When the falling tide slowed, the Trout bite did as well. It was getting hot. So, we decided to make a long run. More time to cool off than to find fish. This was good because for the next two hours, I struggled to find fish. Slow fishing and uncomfortably hot temperatures kept us on the move. Eventually, we located a small school of big Redfish. Donna cast a finger mullet ahead of the school and waited. To our surprise, the Redfish ignored the easy meal. We stayed with the school (because they were the only fish, I could find that day) and our persistence paid off. Donna released a couple of nice ones.
On the ride back to the boat landing, Donna and I joked about the tough fishing. More accurately, Donna reminded me that she had caught more and larger fish. I laughed and told her that I had no regrets.

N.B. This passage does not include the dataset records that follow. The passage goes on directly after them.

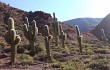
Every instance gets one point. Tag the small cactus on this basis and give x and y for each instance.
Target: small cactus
(48, 37)
(30, 33)
(55, 26)
(79, 38)
(104, 37)
(13, 39)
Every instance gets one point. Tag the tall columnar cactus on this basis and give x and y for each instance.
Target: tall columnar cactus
(104, 37)
(30, 33)
(55, 26)
(62, 36)
(48, 37)
(79, 37)
(13, 39)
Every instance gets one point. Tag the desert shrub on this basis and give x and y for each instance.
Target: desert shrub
(73, 42)
(87, 51)
(2, 46)
(56, 55)
(102, 50)
(98, 66)
(73, 65)
(26, 59)
(55, 65)
(40, 56)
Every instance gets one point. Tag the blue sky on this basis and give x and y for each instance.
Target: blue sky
(65, 9)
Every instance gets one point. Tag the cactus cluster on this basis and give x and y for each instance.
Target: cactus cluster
(79, 38)
(13, 39)
(48, 37)
(55, 26)
(104, 38)
(31, 33)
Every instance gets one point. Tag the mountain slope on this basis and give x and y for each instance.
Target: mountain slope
(85, 24)
(104, 24)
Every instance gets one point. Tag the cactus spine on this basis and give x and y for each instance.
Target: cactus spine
(79, 37)
(48, 37)
(13, 39)
(56, 30)
(104, 37)
(30, 33)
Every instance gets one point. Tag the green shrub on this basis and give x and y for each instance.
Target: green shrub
(26, 59)
(40, 47)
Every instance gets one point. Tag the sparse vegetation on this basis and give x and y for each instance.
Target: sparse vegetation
(58, 46)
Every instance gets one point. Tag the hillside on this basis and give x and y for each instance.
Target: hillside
(85, 24)
(104, 24)
(47, 56)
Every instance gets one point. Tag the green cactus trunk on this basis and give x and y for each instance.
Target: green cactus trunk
(56, 40)
(32, 46)
(79, 37)
(31, 33)
(80, 44)
(63, 43)
(13, 54)
(104, 38)
(47, 43)
(48, 37)
(13, 39)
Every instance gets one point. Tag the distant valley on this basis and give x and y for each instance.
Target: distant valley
(85, 24)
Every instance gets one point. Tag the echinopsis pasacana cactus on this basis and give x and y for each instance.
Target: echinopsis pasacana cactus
(13, 39)
(79, 38)
(55, 26)
(30, 33)
(104, 37)
(62, 36)
(48, 37)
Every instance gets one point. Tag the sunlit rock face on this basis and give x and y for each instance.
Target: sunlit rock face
(104, 24)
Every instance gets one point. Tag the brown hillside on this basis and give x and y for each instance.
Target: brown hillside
(104, 24)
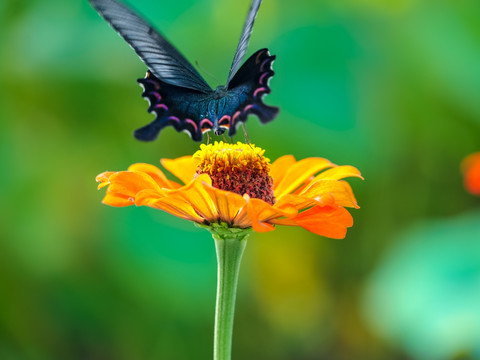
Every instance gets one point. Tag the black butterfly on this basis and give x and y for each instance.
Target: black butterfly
(178, 95)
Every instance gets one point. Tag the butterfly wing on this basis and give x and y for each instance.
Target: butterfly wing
(196, 113)
(244, 39)
(161, 57)
(246, 90)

Fishing with friends can be surprising. Some surprises are pleasant. Others, not so much. On a recent fishing trip with my friend, Shelly Bostwick, all the surprises were pleasant. We launched my Pathfinder bay boat into the last of the outgoing tide. Our plan was to target Bluefish that we could use for Shark bait a little later (on the incoming tide).
My first surprise was that Shelly is an excellent caster. I positioned the boat down tide from a marsh point and cast my lure to “the spot” to catch a Bluefish. Shelly cast her lure, a Z-Man StreakZ 3.75 on a 3/16-ounce jig to the exact same spot. Most impressive casting ability.
The second surprise was that Trout had taken over the Bluefish spot. We released several quality-size Trout and kept a few Bluefish for bait. When the tide stopped, the Trout and Bluefish bite did as well. So, we made a run out past the jetties and took up position about 100 yards behind a shrimp boat. I picked up a 30-pound class spinning outfit, a Shimano 6000 frame Saragosa reel on a medium heavy Teramar rod, and nose-hooked a live Bluefish on a 5/0 circle hook. Shelly cast the Bluefish into the shrimp boat’s wake. Almost immediately, she was hooked up to a Blacktip Shark. The Shark jumped a few times and then made a long drag sizzling run. Sharks are an overlooked sport fish. They are abundant and really fun to catch.
Surprise number three was how good of an angler Shelly is. She kept maximum pressure on the Blacktip. This can be difficult to do with 30-pound class tackle. Her great angling technique brought the Shark to the boat in record time. It was sufficiently large, that I did not want to hold it for a picture, and you know how much I love to hold fish for pictures. After releasing the Blacktip, we moved back behind the shrimper and caught a few more. The Shark bite was still on when we decided to target Redfish at the jetties. After a quick run, I spot-locked the boat a safe distance from the rocks. Shelly cast a Z-Man 4” Jerk ShadZ on a 3/8-ounce jig into the waves washing over the rocks. Surprise! Redfish got checked off our list.
Fishing with your friends can be surprising. When fishing with Shelly, all the surprises were pleasant. I do not tournament fish anymore. But, if I did, I would be lucky for Shelly to be my partner.